Montadoras ampliam aposta em veículos movidos a etanol
Novas versões exclusivas a etanol reforçam espaço do biocombustível
O avanço das discussões sobre descarbonização da mobilidade e os incentivos previstos no programa Combustível do Futuro vêm estimulando montadoras a ampliar investimentos em veículos movidos a etanol no Brasil. Nos últimos meses, fabricantes passaram a acelerar projetos voltados tanto para motores flex mais eficientes quanto para versões dedicadas exclusivamente ao biocombustível, em um movimento que recoloca o etanol no centro das estratégias da indústria automotiva nacional.
A novidade mais recente veio da General Motors, que confirmou a chegada do Chevrolet Onix Eco na linha 2027. A versão será equipada com motor turbo calibrado exclusivamente para etanol e estará disponível tanto no hatch quanto no sedã Onix Plus. Segundo informações divulgadas pela imprensa especializada, o Onix Eco terá preço inicial de R$ 103.190, enquanto o Onix Plus Eco será vendido a partir de R$ 106 mil.
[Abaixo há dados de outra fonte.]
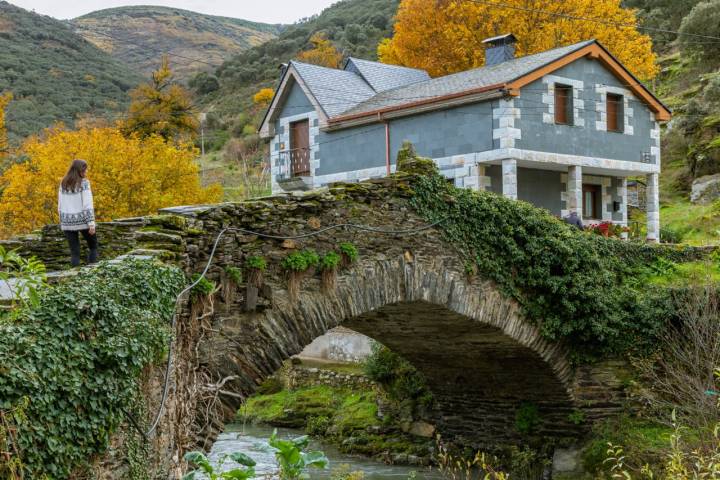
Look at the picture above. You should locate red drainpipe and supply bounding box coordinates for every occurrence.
[385,121,390,176]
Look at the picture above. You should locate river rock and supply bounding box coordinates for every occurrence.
[408,421,435,438]
[552,447,582,478]
[690,173,720,205]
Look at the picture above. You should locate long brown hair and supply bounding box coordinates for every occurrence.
[60,159,87,192]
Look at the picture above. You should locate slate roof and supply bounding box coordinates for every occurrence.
[345,57,430,93]
[342,40,595,115]
[290,60,375,117]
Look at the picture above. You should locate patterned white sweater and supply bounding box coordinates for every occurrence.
[58,179,95,230]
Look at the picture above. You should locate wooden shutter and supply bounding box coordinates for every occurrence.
[606,93,623,132]
[555,85,572,125]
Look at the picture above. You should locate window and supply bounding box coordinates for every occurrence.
[555,83,572,125]
[606,93,624,132]
[583,185,601,220]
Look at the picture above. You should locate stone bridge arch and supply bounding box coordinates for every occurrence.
[200,251,592,448]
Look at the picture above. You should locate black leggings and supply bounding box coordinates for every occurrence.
[65,230,97,267]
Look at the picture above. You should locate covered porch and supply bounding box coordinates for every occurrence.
[476,155,660,242]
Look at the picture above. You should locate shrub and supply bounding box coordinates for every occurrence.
[305,415,330,437]
[678,0,720,58]
[190,273,215,300]
[515,402,540,435]
[338,242,360,267]
[0,259,185,478]
[245,255,267,288]
[363,342,432,404]
[320,252,342,292]
[660,226,687,243]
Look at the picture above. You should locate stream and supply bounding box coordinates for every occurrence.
[209,424,443,480]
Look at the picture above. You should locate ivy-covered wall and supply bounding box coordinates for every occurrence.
[0,259,184,479]
[0,158,716,478]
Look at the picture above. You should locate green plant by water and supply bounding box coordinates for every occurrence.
[182,452,256,480]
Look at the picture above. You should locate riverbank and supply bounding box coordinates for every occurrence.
[237,360,434,466]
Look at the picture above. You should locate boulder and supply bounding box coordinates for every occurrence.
[690,173,720,205]
[408,421,435,438]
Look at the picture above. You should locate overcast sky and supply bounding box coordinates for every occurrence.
[9,0,337,23]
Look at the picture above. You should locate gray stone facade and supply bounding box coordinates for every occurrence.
[271,53,660,240]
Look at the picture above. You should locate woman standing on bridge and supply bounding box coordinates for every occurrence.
[58,160,97,267]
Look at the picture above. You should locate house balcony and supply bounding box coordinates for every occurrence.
[275,148,313,192]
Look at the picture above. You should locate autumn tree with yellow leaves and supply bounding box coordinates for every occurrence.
[378,0,658,80]
[298,33,342,68]
[123,56,199,141]
[253,88,275,107]
[0,127,222,237]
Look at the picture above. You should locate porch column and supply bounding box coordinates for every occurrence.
[645,173,660,243]
[567,165,582,218]
[502,158,517,200]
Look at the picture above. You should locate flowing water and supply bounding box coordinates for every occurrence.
[210,424,443,480]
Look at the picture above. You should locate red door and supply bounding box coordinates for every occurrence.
[290,120,310,177]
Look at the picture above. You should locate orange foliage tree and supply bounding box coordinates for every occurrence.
[0,92,12,160]
[298,33,342,68]
[0,127,222,237]
[253,88,275,106]
[378,0,658,80]
[123,56,199,140]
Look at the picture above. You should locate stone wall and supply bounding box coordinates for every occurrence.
[278,362,374,390]
[299,327,372,363]
[2,174,636,471]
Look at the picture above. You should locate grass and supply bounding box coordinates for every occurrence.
[582,416,673,473]
[299,358,363,375]
[660,199,720,245]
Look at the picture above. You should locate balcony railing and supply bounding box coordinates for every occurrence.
[275,148,310,182]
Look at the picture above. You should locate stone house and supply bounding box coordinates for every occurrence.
[260,35,671,241]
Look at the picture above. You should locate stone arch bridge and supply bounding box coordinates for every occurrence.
[4,175,623,472]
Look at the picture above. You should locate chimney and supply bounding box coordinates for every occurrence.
[482,33,517,67]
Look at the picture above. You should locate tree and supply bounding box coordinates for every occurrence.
[298,33,342,68]
[0,92,12,160]
[679,0,720,59]
[253,88,275,106]
[378,0,658,79]
[123,56,199,140]
[0,127,222,236]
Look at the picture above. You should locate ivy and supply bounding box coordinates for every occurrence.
[338,242,359,264]
[0,259,184,478]
[280,249,320,272]
[411,173,687,358]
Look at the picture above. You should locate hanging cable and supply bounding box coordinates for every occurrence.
[140,219,446,438]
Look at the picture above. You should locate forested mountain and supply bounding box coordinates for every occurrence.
[0,1,140,144]
[71,6,281,79]
[197,0,399,125]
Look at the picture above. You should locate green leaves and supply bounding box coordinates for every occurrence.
[280,249,320,272]
[268,430,329,480]
[411,171,690,360]
[182,452,255,480]
[0,259,185,478]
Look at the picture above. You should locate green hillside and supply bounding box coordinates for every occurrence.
[202,0,399,125]
[0,1,140,144]
[191,0,399,200]
[71,6,281,79]
[625,0,720,244]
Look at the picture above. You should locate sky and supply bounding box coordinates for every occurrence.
[9,0,337,23]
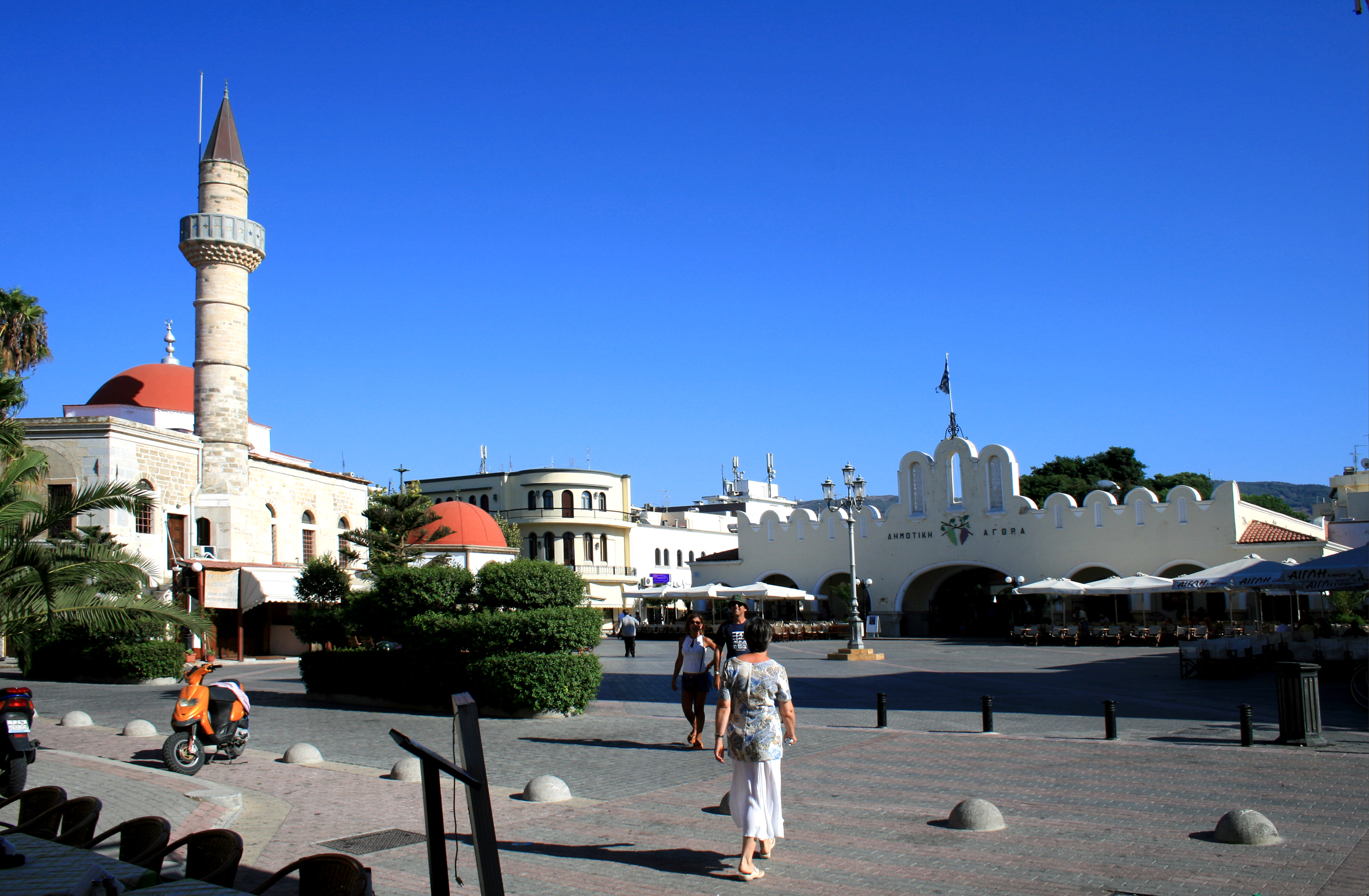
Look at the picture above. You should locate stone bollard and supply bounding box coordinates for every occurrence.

A estratégia da montadora mira principalmente consumidores que utilizam o veículo de forma intensiva, como frotistas e motoristas de aplicativos, além de aproveitar benefícios tributários previstos para veículos mais eficientes em emissões. O projeto também acompanha a tendência de valorização do etanol como alternativa de menor intensidade de carbono frente aos combustíveis fósseis.
Eficiência energética
Especialistas do setor avaliam que o desenvolvimento de motores dedicados ao etanol representa um novo estágio tecnológico para o biocombustível brasileiro. Diferentemente dos motores flex tradicionais, os propulsores calibrados exclusivamente para etanol conseguem explorar melhor a alta octanagem do combustível, elevando eficiência térmica, desempenho e redução de emissões.
O movimento também ocorre em paralelo ao avanço das discussões sobre veículos híbridos flex e híbridos movidos predominantemente a etanol. Nos últimos anos, diferentes fabricantes passaram a anunciar investimentos em tecnologias adaptadas à realidade brasileira, combinando eletrificação e uso de biocombustíveis.
A própria Toyota já indicou o desenvolvimento de sistemas híbridos flex produzidos no Brasil. A Stellantis também vem ampliando pesquisas ligadas ao etanol em modelos eletrificados, enquanto fabricantes instaladas no país defendem o biocombustível como diferencial competitivo da indústria nacional na transição energética.
Cadeia sucroenergética
Para o setor sucroenergético, o aumento do interesse das montadoras reforça a importância estratégica do etanol na matriz energética brasileira. O país possui uma das maiores estruturas de produção e distribuição de biocombustíveis do mundo, especialmente com o etanol de cana-de-açúcar produzido na região Centro-Sul.
Além da redução nas emissões de gases de efeito estufa, o combustível renovável também ganha relevância em um cenário de busca por alternativas economicamente viáveis à eletrificação total da frota. Entidades do setor defendem que o Brasil possui condições únicas para avançar em soluções de mobilidade de baixo carbono utilizando infraestrutura já consolidada.
O debate também ganhou força após a aprovação da Lei do Combustível do Futuro, que ampliou diretrizes para descarbonização dos transportes e incentivo ao uso de combustíveis renováveis. A expectativa do mercado é de que novas políticas industriais e tributárias possam acelerar investimentos em motores dedicados ao etanol e em tecnologias híbridas associadas ao biocombustível.
Analistas avaliam que o avanço dessas iniciativas pode ampliar a demanda pelo etanol hidratado nos próximos anos, especialmente em um momento em que o setor busca consolidar novas frentes de consumo além do mercado tradicional de veículos flex.